When a town loses its biggest employer, the effects vary, said Kurt Foreman, senior vice president of the Northwest Louisiana Economic Development Foundation.
"I think it depends on whether the community is truly isolated or part of a broader area," Foreman said. "Vivian is rural, but it is part of the Shreveport-Bossier (metropolitan statistical area). With the relative strength of the region's economy, I am hopeful that the workers can find alternatives here."
He added: "I find Vivian to be an optimistic place and a community with quite a bit of pride. It also helps that Vivian and its neighbor, Oil City, have been active in trying to look for additional opportunities to grow their communities. This community is far from down and out."
Taylor is also hopeful.
"We've got our fingers crossed and we're on the phone," he said about efforts to find another occupant for the facility. "Anyone interested could get it for less than an initial startup. It could be had for a bargain."
To keep moving forward, the town continues to seek other options for business growth, including finding occupants for the two industrial parks. At the north and south ends of the town sit two vacant 40,000-square-foot buildings.
Easter isn't sure what he'll do but is taking a few months off to relax, he said.
"I'll do whatever. I have no problem adjusting to another job," he said. "Lucky me, I've done many other jobs, so I can do whatever."
That's a shame, I had a VIP runabout at one time, decent entry level boat for the money
With a Walmart in that small of a town.......I bet a lot of other businesses closed then too. Too bad.

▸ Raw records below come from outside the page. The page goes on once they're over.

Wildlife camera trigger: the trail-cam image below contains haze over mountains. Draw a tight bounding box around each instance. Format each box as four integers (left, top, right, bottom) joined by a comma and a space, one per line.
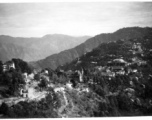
0, 34, 90, 62
30, 27, 152, 69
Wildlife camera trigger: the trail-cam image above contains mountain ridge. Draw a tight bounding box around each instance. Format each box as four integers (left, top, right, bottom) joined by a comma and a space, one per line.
29, 27, 152, 69
0, 34, 90, 62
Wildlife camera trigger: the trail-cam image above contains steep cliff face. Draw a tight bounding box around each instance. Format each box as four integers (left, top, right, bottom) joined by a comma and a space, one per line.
30, 27, 152, 69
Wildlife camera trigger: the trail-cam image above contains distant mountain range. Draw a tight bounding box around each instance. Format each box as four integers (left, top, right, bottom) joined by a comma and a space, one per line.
30, 27, 152, 69
0, 34, 90, 62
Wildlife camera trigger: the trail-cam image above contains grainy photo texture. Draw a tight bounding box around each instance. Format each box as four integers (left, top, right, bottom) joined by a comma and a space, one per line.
0, 1, 152, 118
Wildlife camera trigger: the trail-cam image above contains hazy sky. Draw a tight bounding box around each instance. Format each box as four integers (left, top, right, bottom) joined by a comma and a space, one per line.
0, 2, 152, 37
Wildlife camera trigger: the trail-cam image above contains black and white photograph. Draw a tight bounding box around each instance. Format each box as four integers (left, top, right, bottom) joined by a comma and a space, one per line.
0, 0, 152, 119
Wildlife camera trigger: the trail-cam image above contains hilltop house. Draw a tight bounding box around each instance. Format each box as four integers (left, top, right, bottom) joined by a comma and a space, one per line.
107, 59, 127, 71
3, 61, 15, 72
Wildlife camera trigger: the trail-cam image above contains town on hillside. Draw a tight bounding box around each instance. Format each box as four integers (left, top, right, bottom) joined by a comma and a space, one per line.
0, 36, 152, 118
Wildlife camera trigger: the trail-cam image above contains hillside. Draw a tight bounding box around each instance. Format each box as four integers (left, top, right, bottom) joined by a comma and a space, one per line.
30, 27, 152, 69
0, 34, 90, 62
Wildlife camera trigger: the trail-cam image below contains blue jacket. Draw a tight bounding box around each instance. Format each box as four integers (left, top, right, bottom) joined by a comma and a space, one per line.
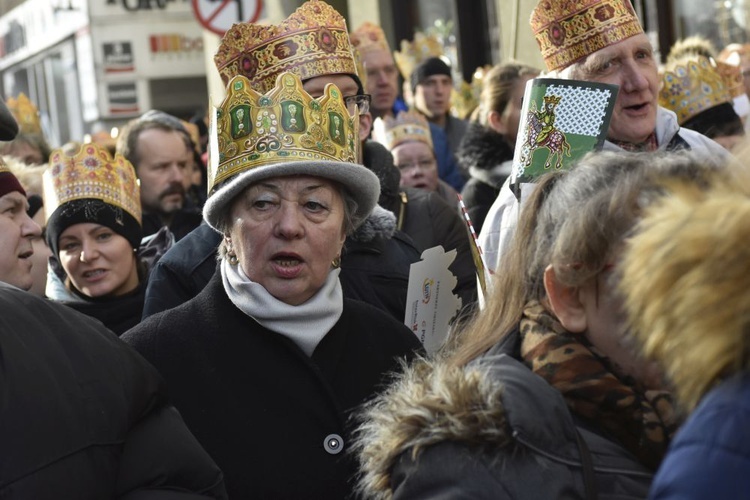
649, 373, 750, 500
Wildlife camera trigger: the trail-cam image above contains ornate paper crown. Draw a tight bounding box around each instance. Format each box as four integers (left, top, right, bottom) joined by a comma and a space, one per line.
372, 111, 432, 150
393, 31, 444, 80
214, 0, 357, 93
659, 57, 732, 125
43, 144, 141, 224
529, 0, 643, 71
350, 21, 391, 53
208, 73, 359, 193
6, 92, 42, 134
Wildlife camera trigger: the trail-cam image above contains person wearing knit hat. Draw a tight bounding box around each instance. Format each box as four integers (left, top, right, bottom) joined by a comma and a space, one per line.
43, 143, 164, 335
479, 0, 729, 270
0, 156, 42, 290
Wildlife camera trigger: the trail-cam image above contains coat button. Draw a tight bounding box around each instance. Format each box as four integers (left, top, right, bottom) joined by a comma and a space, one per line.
323, 434, 344, 455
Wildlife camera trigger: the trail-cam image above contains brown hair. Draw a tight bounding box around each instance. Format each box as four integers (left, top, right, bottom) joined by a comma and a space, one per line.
478, 61, 539, 126
443, 149, 724, 366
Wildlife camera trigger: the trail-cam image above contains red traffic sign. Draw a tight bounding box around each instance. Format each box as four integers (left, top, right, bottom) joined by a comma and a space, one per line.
192, 0, 263, 36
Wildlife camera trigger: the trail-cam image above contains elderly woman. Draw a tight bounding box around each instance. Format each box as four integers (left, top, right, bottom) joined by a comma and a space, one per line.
43, 144, 171, 335
124, 73, 419, 499
359, 153, 720, 499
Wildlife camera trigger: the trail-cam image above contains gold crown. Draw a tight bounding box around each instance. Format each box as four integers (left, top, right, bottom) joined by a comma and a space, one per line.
350, 21, 391, 53
716, 61, 745, 99
372, 111, 432, 150
393, 31, 444, 80
214, 0, 357, 93
659, 56, 732, 125
529, 0, 643, 71
6, 92, 42, 134
43, 144, 141, 224
208, 73, 360, 193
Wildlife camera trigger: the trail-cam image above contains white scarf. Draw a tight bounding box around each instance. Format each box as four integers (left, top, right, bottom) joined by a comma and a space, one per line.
221, 259, 344, 356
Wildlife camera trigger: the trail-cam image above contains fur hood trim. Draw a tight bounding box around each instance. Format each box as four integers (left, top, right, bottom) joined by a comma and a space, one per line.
456, 122, 513, 176
351, 205, 396, 243
620, 178, 750, 409
354, 359, 511, 500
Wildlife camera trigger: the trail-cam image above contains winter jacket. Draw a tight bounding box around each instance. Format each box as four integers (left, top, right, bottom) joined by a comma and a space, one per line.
456, 122, 513, 233
0, 284, 227, 500
356, 335, 652, 500
479, 107, 729, 271
123, 272, 420, 500
649, 373, 750, 500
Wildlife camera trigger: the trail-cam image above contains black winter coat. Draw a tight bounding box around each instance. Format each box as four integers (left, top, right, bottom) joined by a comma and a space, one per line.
456, 123, 513, 234
0, 284, 226, 500
123, 272, 420, 500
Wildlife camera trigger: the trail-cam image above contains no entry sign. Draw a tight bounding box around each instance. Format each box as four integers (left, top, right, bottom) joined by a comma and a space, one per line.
192, 0, 263, 35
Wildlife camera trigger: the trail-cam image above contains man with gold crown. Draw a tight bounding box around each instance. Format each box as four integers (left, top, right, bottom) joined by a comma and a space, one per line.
144, 0, 476, 320
351, 22, 466, 190
479, 0, 728, 270
123, 23, 420, 499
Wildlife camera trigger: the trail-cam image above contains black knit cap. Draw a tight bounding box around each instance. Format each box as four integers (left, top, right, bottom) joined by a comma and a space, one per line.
410, 57, 453, 92
47, 198, 143, 257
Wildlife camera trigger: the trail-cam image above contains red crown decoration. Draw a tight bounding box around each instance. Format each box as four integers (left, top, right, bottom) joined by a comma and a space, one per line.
43, 144, 141, 224
214, 0, 357, 94
659, 56, 732, 125
529, 0, 643, 71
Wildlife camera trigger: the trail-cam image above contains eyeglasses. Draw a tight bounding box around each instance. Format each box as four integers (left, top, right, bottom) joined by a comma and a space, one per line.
396, 158, 435, 173
344, 94, 372, 115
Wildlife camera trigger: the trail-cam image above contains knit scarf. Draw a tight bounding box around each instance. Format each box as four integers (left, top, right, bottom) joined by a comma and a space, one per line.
520, 301, 678, 470
221, 259, 344, 356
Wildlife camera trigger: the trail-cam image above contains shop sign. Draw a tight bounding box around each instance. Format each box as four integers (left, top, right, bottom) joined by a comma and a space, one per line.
107, 82, 139, 115
102, 41, 135, 73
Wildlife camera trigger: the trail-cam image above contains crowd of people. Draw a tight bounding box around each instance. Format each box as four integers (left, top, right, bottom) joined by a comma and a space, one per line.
0, 0, 750, 500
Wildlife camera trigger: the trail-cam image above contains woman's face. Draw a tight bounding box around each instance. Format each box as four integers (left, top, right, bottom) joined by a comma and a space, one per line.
391, 141, 438, 195
226, 176, 346, 305
579, 269, 661, 388
58, 222, 138, 297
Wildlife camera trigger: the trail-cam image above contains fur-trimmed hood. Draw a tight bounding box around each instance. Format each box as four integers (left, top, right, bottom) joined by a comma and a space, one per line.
456, 122, 513, 182
620, 174, 750, 409
355, 340, 580, 500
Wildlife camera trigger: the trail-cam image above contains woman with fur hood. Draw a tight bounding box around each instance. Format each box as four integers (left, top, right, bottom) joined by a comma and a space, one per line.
456, 61, 539, 233
358, 153, 724, 499
621, 158, 750, 499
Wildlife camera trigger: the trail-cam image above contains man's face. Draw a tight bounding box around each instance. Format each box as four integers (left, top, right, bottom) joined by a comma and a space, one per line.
0, 191, 42, 290
136, 128, 192, 215
571, 34, 659, 143
414, 75, 453, 118
362, 49, 398, 117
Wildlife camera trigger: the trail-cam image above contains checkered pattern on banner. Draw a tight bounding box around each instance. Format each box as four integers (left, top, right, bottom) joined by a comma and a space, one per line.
544, 85, 612, 136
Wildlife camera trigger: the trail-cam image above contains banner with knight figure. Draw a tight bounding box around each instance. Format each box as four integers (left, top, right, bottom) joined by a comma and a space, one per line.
510, 78, 619, 199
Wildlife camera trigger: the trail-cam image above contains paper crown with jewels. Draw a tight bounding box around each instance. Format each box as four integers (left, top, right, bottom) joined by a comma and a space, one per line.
214, 0, 358, 93
529, 0, 643, 71
43, 143, 141, 224
372, 111, 432, 150
6, 92, 42, 134
350, 21, 391, 54
393, 31, 445, 80
203, 72, 380, 229
659, 56, 732, 125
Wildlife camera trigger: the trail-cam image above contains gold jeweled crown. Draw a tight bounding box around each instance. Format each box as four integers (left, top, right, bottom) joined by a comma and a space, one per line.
43, 144, 141, 224
214, 0, 357, 93
372, 111, 432, 150
529, 0, 643, 71
6, 92, 42, 134
208, 72, 360, 193
659, 56, 732, 125
393, 31, 444, 80
350, 21, 391, 54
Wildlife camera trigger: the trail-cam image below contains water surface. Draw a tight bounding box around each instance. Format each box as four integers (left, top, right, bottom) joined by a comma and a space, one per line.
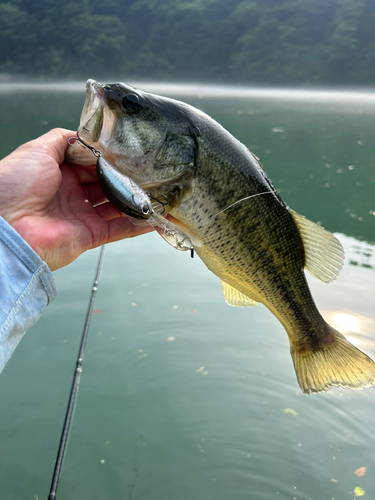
0, 82, 375, 500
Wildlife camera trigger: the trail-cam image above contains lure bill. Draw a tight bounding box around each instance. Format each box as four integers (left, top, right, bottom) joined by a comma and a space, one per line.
69, 137, 200, 256
68, 80, 375, 394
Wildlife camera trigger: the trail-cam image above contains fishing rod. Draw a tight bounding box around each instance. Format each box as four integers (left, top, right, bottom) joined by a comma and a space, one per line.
48, 245, 105, 500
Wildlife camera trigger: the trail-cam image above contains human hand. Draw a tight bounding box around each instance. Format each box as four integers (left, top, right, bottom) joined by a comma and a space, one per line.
0, 129, 152, 270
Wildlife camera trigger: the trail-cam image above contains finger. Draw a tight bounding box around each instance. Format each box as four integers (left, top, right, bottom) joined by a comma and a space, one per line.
104, 217, 154, 243
94, 202, 125, 221
69, 163, 98, 184
82, 182, 108, 206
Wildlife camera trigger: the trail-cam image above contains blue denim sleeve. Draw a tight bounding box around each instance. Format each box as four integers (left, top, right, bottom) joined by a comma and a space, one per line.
0, 217, 57, 373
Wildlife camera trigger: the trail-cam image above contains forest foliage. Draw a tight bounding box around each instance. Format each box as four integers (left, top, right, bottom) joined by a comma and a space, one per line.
0, 0, 375, 85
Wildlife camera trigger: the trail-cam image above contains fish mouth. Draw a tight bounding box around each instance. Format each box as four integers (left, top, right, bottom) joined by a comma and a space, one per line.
78, 79, 105, 143
65, 79, 116, 165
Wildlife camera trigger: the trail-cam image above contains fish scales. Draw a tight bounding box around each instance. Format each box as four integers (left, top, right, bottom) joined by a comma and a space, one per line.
68, 80, 375, 394
172, 123, 324, 348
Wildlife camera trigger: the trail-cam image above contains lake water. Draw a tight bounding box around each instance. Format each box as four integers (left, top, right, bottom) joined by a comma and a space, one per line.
0, 82, 375, 500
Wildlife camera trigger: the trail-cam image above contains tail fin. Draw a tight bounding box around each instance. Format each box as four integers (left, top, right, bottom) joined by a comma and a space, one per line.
290, 325, 375, 394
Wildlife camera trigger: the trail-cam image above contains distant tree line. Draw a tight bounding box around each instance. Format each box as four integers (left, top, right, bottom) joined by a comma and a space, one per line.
0, 0, 375, 85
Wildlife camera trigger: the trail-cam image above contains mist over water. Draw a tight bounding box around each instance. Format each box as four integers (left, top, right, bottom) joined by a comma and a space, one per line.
0, 81, 375, 500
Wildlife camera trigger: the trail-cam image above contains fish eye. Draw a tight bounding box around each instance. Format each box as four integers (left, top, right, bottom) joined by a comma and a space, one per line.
122, 94, 140, 113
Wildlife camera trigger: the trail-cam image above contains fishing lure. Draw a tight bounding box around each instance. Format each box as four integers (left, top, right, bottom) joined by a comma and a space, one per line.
68, 137, 200, 257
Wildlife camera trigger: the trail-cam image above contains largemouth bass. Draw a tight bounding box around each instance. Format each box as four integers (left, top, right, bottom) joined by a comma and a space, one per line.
68, 80, 375, 394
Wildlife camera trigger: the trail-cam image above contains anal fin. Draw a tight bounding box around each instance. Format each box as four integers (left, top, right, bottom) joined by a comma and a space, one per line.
289, 210, 344, 283
290, 325, 375, 394
221, 280, 258, 307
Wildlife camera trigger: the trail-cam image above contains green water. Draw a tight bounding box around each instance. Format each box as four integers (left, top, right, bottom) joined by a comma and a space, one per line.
0, 82, 375, 500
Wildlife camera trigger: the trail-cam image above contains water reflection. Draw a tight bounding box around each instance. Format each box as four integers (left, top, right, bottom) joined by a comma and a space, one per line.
0, 86, 375, 500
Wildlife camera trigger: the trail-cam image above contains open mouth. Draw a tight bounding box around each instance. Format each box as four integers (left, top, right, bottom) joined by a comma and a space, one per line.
78, 79, 104, 143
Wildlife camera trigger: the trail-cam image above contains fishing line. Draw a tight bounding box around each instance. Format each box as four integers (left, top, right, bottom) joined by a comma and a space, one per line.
48, 245, 104, 500
212, 191, 275, 217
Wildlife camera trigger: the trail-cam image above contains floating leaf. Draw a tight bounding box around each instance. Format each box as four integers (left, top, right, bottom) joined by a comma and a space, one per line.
283, 408, 298, 417
354, 486, 365, 497
354, 467, 366, 477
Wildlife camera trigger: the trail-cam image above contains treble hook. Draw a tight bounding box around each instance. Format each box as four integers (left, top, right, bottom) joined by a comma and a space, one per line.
147, 192, 171, 215
68, 134, 102, 158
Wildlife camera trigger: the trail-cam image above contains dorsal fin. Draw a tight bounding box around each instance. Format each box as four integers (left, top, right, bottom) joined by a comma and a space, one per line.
221, 280, 258, 307
289, 210, 344, 283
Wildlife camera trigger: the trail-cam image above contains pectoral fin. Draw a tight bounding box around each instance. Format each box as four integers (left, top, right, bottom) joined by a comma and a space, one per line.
290, 210, 344, 283
221, 280, 258, 307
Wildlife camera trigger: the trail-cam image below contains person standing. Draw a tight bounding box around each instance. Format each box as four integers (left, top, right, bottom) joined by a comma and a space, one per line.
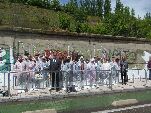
120, 57, 128, 85
49, 53, 61, 91
147, 56, 151, 80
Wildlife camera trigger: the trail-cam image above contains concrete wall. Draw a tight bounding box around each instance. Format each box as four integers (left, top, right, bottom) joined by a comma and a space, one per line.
0, 30, 151, 62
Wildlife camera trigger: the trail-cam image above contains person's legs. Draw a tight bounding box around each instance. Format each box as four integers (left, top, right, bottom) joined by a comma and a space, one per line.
51, 72, 55, 89
124, 72, 127, 85
56, 72, 60, 90
121, 72, 124, 84
149, 69, 151, 80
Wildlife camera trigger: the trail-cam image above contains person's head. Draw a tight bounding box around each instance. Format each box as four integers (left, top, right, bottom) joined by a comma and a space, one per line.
112, 56, 115, 62
86, 59, 89, 64
149, 56, 151, 60
53, 52, 57, 59
18, 56, 23, 63
35, 53, 39, 60
115, 58, 120, 63
122, 56, 126, 61
42, 56, 46, 62
28, 55, 33, 61
91, 58, 95, 63
80, 56, 84, 61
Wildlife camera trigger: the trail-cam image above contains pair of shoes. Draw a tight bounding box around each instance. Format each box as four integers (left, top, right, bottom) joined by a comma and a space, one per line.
56, 88, 60, 92
51, 88, 55, 90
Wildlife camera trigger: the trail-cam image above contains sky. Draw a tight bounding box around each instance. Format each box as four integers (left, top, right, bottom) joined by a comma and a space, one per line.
60, 0, 151, 18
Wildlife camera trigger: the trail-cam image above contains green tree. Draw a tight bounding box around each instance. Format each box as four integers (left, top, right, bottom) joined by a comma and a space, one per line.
97, 0, 103, 19
59, 14, 70, 30
50, 0, 61, 11
104, 0, 111, 18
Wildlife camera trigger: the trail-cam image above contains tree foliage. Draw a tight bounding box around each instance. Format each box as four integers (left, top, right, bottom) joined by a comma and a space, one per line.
5, 0, 151, 38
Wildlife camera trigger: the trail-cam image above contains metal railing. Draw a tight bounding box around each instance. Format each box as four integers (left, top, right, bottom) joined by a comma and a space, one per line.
0, 69, 148, 94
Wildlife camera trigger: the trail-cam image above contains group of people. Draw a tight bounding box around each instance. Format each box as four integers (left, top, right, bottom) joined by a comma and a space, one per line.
14, 53, 128, 91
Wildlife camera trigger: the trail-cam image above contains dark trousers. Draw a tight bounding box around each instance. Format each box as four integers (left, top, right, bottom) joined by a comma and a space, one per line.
52, 72, 59, 89
121, 71, 128, 84
149, 69, 151, 80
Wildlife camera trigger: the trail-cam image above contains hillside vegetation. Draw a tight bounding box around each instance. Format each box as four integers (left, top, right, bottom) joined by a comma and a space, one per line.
0, 0, 151, 38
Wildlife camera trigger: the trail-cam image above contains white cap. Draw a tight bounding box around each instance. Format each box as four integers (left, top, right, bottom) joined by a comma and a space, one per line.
91, 58, 95, 62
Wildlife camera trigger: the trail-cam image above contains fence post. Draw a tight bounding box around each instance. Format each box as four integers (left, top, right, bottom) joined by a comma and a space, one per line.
144, 69, 147, 83
109, 70, 112, 90
8, 72, 10, 97
4, 72, 6, 90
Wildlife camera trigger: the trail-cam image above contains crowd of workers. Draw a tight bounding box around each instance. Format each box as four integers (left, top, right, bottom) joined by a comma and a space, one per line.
14, 52, 128, 91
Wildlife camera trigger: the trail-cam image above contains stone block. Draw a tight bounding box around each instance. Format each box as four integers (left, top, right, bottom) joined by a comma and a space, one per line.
112, 99, 138, 107
22, 109, 57, 113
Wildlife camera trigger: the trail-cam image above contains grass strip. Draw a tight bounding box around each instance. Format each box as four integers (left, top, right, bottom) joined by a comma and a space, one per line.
0, 91, 151, 113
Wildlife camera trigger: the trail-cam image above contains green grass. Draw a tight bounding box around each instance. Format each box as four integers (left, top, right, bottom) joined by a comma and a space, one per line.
0, 91, 151, 113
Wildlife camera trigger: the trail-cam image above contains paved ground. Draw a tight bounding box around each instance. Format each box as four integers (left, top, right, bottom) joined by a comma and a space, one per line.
92, 104, 151, 113
0, 79, 151, 102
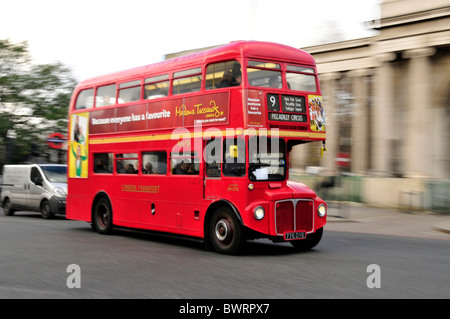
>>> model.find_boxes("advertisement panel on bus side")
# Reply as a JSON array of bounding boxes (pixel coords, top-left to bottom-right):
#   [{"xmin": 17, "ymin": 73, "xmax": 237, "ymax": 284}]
[{"xmin": 89, "ymin": 92, "xmax": 229, "ymax": 134}]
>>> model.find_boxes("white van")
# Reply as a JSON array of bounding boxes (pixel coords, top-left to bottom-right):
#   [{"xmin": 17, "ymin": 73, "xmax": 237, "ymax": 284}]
[{"xmin": 0, "ymin": 164, "xmax": 67, "ymax": 218}]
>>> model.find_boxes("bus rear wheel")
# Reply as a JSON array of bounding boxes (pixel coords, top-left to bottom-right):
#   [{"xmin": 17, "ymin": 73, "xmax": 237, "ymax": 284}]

I met the "owner" of vip once when I was a bellman at the Hilton in in Clear Lake accross from NASA they used to have a VIP boat Superstore here. he seemed like a decent guy. pretty young though may have been the owners son.
We had a 21' VIP when I was younger. My families marina was also a dealer for them. We made several trips to Vivian to pick up boats and take them in for repairs.
Good boats for the price and size. Too bad for the town that they are bankrupt now.
Last edited by Sea-Dated; 03-11-2008 at 11:37 AM. Reason: Spelling
My nephew is now the owner of an orphan boat.